Edit2: Maybe a good solution would be to cache the posts? Update cache when new post is created.

SaeedPrez's avatar

@Snapey great idea for a pull request.. Model::withLimit(['posts', 'comments'], 5)->get()

1 like
Snapey's avatar

@saeedprez might be hard without understanding how you might group the relation (implementation specific)

ajitdas's avatar

@Snapey The url you shared seemed to me the best way to achieve this task. But when i added the scope to my model and called from controller it throw an error saying

SQLSTATE[HY000]: General error: 1267 Illegal mix of collations (utf8mb4_unicode_ci,IMPLICIT) and (utf8mb4_0900_ai_ci,IMPLICIT) for operation '=' (SQL: select count(*) as aggregate from...

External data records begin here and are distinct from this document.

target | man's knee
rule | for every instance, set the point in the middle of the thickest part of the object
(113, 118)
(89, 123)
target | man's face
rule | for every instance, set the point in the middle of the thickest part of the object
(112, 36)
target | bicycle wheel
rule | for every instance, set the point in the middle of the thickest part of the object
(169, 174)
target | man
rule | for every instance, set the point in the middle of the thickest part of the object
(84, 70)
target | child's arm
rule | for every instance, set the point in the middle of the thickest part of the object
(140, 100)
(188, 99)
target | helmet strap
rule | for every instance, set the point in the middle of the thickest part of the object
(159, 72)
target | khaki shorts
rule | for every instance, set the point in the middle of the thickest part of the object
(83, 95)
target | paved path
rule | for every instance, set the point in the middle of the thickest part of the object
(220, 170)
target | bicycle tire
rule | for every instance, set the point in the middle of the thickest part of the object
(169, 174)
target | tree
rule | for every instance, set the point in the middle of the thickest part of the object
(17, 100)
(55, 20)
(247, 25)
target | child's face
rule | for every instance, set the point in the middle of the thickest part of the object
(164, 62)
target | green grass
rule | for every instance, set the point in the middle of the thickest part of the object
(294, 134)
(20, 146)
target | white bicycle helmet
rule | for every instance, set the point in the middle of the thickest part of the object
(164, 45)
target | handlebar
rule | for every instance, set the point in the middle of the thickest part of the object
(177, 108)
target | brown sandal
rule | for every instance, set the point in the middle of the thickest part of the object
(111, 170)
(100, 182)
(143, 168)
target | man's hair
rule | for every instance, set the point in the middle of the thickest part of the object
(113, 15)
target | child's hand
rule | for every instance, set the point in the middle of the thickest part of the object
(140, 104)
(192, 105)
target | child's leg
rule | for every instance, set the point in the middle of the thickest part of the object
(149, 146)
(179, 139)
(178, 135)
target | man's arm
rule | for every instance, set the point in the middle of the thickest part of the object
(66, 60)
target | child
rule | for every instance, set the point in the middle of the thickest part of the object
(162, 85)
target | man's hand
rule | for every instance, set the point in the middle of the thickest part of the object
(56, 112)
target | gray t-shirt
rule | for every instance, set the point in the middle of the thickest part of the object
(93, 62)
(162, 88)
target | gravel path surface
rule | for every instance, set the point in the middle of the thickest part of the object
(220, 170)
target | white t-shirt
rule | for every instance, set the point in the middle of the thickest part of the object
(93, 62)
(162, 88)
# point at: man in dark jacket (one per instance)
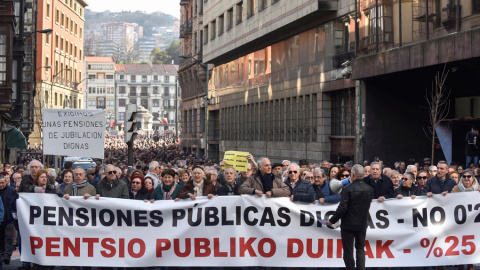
(111, 186)
(353, 211)
(472, 147)
(441, 183)
(382, 184)
(7, 227)
(301, 190)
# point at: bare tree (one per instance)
(438, 105)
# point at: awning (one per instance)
(14, 138)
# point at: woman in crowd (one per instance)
(169, 189)
(332, 172)
(67, 178)
(422, 178)
(343, 174)
(184, 176)
(455, 176)
(40, 183)
(408, 188)
(467, 183)
(137, 191)
(148, 183)
(197, 185)
(231, 186)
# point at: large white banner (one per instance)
(243, 231)
(73, 132)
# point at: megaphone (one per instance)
(337, 185)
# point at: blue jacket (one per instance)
(330, 197)
(303, 191)
(436, 186)
(9, 196)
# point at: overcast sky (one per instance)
(171, 7)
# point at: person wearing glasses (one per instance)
(137, 189)
(382, 184)
(110, 186)
(80, 186)
(265, 182)
(408, 188)
(300, 190)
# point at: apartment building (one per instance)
(60, 57)
(153, 89)
(336, 80)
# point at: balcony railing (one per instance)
(186, 28)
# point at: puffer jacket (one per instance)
(354, 206)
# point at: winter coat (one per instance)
(303, 190)
(280, 189)
(115, 189)
(354, 206)
(9, 196)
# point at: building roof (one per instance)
(147, 68)
(99, 59)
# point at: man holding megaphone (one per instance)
(353, 212)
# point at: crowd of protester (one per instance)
(163, 172)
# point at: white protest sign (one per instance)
(73, 132)
(243, 231)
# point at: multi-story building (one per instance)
(17, 68)
(153, 89)
(192, 76)
(59, 58)
(334, 80)
(100, 84)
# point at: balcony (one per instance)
(186, 29)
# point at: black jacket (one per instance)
(354, 206)
(383, 186)
(408, 191)
(436, 186)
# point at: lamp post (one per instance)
(204, 66)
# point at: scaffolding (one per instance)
(423, 24)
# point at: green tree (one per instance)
(173, 50)
(159, 57)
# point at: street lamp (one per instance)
(204, 66)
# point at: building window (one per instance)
(229, 19)
(343, 113)
(250, 8)
(239, 12)
(221, 24)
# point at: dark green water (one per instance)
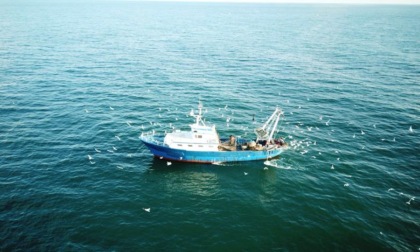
(86, 79)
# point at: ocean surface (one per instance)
(79, 82)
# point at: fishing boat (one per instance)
(201, 144)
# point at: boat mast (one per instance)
(197, 117)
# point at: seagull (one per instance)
(408, 202)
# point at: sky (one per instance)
(311, 1)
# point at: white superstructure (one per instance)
(200, 138)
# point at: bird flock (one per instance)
(298, 135)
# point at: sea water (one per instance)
(79, 82)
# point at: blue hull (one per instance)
(166, 153)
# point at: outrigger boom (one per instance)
(202, 144)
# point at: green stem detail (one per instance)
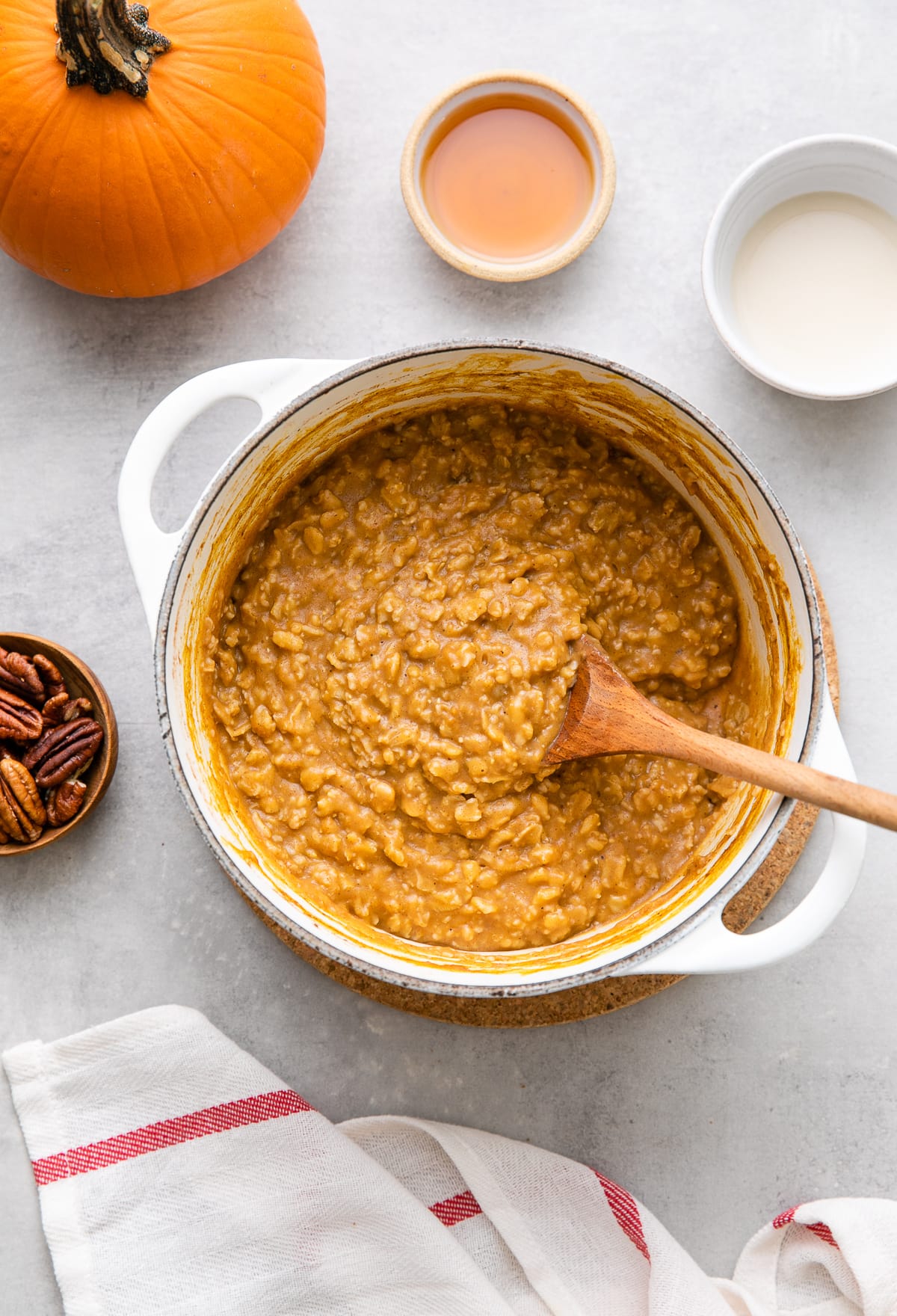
(107, 43)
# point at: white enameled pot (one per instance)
(309, 408)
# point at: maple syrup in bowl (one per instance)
(508, 176)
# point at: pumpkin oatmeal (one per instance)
(395, 659)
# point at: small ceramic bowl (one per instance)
(81, 683)
(594, 138)
(859, 166)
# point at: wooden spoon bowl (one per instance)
(81, 683)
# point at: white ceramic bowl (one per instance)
(594, 138)
(308, 412)
(836, 164)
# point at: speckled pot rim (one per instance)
(632, 962)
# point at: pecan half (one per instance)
(76, 708)
(53, 678)
(19, 722)
(65, 802)
(64, 751)
(55, 708)
(20, 675)
(22, 812)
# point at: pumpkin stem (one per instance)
(107, 43)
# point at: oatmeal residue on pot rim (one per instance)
(395, 659)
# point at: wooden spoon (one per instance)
(607, 715)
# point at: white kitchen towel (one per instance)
(178, 1175)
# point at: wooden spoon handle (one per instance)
(779, 774)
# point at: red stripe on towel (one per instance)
(625, 1214)
(819, 1228)
(454, 1210)
(166, 1134)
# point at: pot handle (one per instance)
(712, 949)
(270, 384)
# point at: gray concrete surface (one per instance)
(717, 1103)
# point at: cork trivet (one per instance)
(608, 994)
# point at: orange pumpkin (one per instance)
(137, 161)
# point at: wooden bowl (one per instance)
(557, 100)
(81, 683)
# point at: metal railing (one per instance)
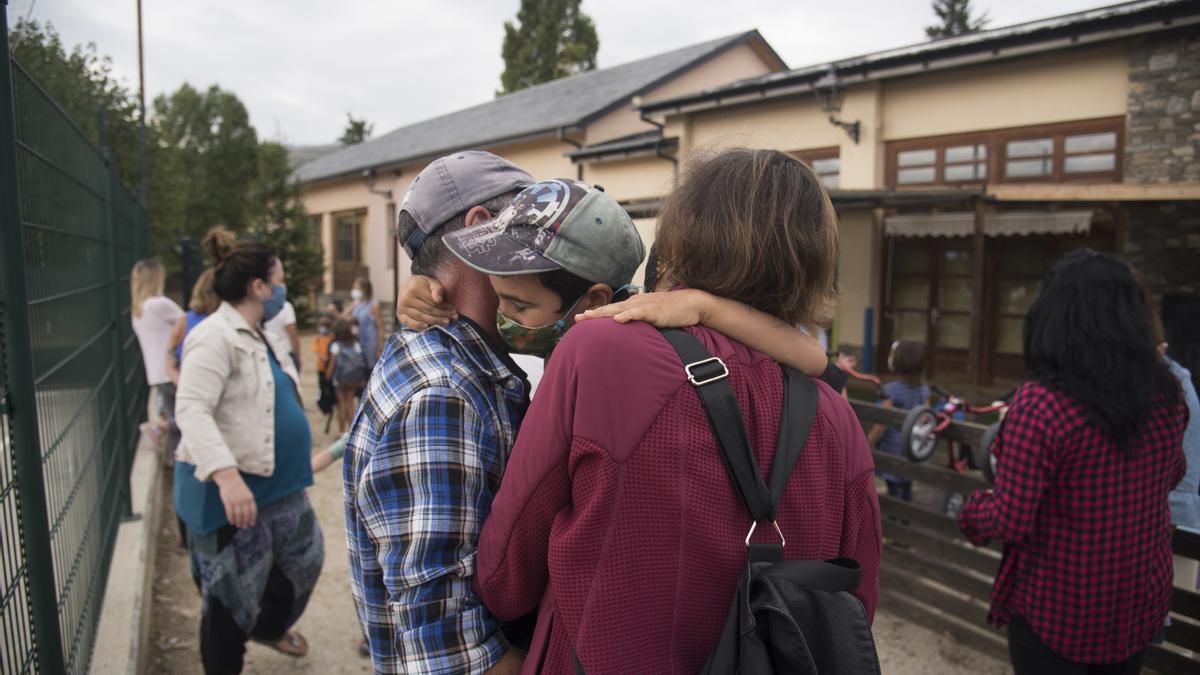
(72, 389)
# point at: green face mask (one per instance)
(535, 341)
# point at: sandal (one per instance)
(291, 644)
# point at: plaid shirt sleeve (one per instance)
(421, 500)
(1024, 452)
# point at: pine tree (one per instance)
(551, 39)
(955, 17)
(357, 131)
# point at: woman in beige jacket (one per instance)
(244, 464)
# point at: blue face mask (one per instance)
(274, 305)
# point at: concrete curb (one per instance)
(124, 632)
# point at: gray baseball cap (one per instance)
(556, 225)
(454, 184)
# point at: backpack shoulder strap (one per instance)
(801, 398)
(709, 375)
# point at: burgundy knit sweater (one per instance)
(617, 518)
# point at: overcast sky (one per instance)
(299, 65)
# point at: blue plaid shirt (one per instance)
(425, 457)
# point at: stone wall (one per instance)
(1163, 133)
(1163, 242)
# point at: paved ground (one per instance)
(331, 627)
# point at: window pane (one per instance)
(912, 257)
(966, 172)
(1008, 335)
(966, 153)
(906, 177)
(1015, 297)
(1023, 260)
(345, 240)
(826, 166)
(910, 326)
(957, 260)
(1035, 148)
(1089, 163)
(1091, 142)
(954, 332)
(912, 293)
(954, 294)
(1026, 168)
(916, 157)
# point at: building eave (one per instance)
(940, 55)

I am not sure what this mean though is it because that is very old post or is there anyway to fix this issue?? Thank you in advance

staudenmeir's avatar

I created a package for this: https://github.com/staudenmeir/eloquent-eager-limit

Use the HasEagerLimit trait in both the parent and the related model.

class Post extends Model {
    use \Staudenmeir\EloquentEagerLimit\HasEagerLimit;
}

class File extends Model {
    use \Staudenmeir\EloquentEagerLimit\HasEagerLimit;
}

Then you can apply ->take(10) to your relationship.